Now I knew beyond any doubt. Even the wild waters of the river flooding the town in 2002 had not destroyed the evidence that Otto and Ella had kept locked in the basement safe. Their laughter in Libčice was real, but so too must have been their fear. Of course, they did not know how far it would go, but they knew enough. They dreaded it enough to want to leave behind the life they had built. All four of them tried to get out. But they could not. There was a quota. The U.S. had restrictions on immigrants, on refugees, and specifically on Jews. There was a slim chance that they would fall within the quota and be allowed to migrate, but it was dwindling. So it was despite the fear of what might be coming, and despite the frail hope that they might be allowed to move to America, that they continued to focus on their daily lives.

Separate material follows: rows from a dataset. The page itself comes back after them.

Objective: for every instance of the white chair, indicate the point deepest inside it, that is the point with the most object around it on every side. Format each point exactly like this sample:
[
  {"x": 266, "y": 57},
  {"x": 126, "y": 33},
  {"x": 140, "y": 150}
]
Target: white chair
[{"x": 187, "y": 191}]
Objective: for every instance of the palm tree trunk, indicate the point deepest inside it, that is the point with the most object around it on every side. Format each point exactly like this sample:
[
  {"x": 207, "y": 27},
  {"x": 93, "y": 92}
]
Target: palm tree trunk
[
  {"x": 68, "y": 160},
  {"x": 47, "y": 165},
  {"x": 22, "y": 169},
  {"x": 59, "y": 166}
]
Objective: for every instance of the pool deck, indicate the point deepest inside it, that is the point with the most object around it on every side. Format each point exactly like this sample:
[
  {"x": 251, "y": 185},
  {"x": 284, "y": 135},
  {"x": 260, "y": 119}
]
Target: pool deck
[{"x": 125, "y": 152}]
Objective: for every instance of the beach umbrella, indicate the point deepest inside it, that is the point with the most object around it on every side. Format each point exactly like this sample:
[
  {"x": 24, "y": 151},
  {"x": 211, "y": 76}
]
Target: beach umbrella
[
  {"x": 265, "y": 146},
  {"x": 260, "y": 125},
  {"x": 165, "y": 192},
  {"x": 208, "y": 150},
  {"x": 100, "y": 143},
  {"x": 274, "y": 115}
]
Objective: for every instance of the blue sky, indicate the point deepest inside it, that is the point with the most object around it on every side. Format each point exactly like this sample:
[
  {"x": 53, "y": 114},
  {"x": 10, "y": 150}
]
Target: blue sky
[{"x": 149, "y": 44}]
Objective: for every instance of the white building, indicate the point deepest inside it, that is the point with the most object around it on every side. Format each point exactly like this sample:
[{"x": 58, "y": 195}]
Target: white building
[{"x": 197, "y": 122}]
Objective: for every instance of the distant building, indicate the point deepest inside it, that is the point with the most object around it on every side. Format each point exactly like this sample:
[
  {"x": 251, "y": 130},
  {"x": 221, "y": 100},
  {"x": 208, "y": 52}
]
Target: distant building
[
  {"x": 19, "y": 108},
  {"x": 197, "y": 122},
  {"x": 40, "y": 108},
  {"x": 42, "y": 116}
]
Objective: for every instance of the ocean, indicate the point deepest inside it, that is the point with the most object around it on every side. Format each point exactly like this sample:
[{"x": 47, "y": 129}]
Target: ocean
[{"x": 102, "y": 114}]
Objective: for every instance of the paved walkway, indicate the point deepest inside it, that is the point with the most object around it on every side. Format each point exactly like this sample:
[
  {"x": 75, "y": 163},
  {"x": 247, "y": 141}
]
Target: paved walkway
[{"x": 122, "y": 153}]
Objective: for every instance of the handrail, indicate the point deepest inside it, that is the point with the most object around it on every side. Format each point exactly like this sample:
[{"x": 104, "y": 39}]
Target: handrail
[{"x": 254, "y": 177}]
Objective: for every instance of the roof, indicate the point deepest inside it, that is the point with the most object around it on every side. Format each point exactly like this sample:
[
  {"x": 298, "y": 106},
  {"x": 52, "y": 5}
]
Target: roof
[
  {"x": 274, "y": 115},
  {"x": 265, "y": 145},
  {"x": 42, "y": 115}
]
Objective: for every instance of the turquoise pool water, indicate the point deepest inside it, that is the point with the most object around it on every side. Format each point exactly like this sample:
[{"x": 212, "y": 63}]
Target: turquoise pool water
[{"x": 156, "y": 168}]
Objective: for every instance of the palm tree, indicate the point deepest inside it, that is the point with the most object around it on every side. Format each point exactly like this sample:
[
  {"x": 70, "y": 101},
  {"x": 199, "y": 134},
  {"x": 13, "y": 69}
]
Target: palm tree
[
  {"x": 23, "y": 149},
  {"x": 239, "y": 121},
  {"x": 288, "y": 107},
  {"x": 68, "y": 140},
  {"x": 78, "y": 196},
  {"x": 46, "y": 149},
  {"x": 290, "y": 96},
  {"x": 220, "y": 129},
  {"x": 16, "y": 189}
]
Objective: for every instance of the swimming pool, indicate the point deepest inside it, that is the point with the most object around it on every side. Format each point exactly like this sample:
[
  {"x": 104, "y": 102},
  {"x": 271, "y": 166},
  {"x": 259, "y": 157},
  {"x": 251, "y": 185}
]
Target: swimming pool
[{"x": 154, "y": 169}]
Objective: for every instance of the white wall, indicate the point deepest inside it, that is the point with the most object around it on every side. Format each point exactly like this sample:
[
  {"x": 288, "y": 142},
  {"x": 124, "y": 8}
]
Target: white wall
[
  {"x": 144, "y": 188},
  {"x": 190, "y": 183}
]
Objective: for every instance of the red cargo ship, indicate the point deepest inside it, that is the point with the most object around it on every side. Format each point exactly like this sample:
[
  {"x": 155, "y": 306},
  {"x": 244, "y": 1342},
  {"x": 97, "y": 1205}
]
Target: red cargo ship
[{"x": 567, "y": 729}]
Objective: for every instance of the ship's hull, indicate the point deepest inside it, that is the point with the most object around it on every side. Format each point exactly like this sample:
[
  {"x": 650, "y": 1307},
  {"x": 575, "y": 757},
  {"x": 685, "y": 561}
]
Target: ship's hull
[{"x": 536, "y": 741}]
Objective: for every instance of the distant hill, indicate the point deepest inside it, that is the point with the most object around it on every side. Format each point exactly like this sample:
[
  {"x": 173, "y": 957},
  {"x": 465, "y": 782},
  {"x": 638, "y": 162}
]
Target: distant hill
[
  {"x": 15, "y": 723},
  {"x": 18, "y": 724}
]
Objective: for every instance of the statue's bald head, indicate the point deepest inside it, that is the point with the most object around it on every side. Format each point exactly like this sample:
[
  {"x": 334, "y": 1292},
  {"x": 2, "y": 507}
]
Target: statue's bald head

The first piece of evidence that the family was trying to work the system, to somehow evade the scourge of anti-Semitism boiling up across Europe, comes from January 1939. Lotar and Ella were baptized by Josef Fiala, a priest at the Basilica of St. James, in the center of Prague’s Old Town. The priest was a friend of Lotar and Zdenka and was eager to help the family. I now know that Fiala aided many and even risked death by providing shelter to a Jewish man during the war. After Ella and Lotar, Hans followed suit and was baptized on March 24, 1939, soon after he turned eighteen. But not Otto; he had refused. “I would rather listen to Gandhi’s words than the advice of any rabbi or priest,” he had declared. He never stated a religious affiliation on any official document. On each form that I have found in archives, that line was left blank. I will never know whether this was out of some ideological conviction or fear of discrimination. What I understand from the stories and documents is that Otto believed that religious institutions and zealousness too often brought out the worst in people.